Editing code is where I focus on it, but I'm also reading docs, running tests,...

karl11 · 3h ago

There is an important concept alluded to here around skin in the game: "the AI is not going to assume any liability if this code ever malfunctions" -- it is one of the issues I see w/ self-driving cars, planes, etc. If it malfunctions, there is no consequence for the 'AI' (no skin in the game) but there are definitely consequences for any humans involved.

handfuloflight · 4h ago

Will we be having these conversations for the next decade?

wiseowise · 1h ago

It’s the new “I use Vim/Emacs/Ed over IDE”.

ken47 · 4h ago

Longer.

adventured · 4h ago

The conversations will climb the ladder and narrow.
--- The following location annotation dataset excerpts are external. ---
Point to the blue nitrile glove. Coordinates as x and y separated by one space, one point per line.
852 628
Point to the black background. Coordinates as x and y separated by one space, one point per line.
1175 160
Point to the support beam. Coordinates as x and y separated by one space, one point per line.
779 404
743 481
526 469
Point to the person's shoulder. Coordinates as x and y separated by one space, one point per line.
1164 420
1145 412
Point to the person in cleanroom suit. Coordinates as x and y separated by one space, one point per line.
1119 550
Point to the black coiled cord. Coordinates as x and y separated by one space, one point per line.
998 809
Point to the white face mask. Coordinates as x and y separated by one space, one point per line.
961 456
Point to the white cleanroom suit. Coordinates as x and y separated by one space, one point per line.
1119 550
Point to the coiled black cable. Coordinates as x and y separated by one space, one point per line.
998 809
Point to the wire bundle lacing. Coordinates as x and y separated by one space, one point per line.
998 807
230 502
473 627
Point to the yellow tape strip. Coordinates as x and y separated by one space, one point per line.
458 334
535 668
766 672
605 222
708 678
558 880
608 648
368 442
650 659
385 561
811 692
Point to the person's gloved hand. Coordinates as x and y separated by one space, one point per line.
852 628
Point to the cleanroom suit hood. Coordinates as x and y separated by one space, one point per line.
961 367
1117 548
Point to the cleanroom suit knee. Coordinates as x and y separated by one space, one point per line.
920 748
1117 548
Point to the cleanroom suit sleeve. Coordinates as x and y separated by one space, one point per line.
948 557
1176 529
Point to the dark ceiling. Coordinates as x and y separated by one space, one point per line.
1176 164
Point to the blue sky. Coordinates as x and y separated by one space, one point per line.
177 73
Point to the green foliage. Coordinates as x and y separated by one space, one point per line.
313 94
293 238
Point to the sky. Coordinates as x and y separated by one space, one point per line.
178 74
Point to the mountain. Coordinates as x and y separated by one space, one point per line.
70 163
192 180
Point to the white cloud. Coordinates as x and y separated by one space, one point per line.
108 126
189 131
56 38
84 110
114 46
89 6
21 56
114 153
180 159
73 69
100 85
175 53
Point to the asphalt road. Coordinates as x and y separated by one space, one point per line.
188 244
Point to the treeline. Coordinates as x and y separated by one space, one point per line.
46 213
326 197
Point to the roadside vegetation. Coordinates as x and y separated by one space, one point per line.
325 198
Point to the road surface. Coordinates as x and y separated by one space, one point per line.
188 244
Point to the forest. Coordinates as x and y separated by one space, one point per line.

Eventually: well, but, the AI coding agent isn't better than a top 10%/5%/1% software developer.

And it'll be that the coding agents can't do narrow X thing better than a top tier specialist at that thing.

The skeptics will forever move the goal posts.

jdbernard · 4h ago

If the AI actually outperforms humans in the full context of the work, then no, we won't. It will be so much cheaper and faster that businesses won't have to argue at all. Those that adopt them will massively outcompetes those that don't.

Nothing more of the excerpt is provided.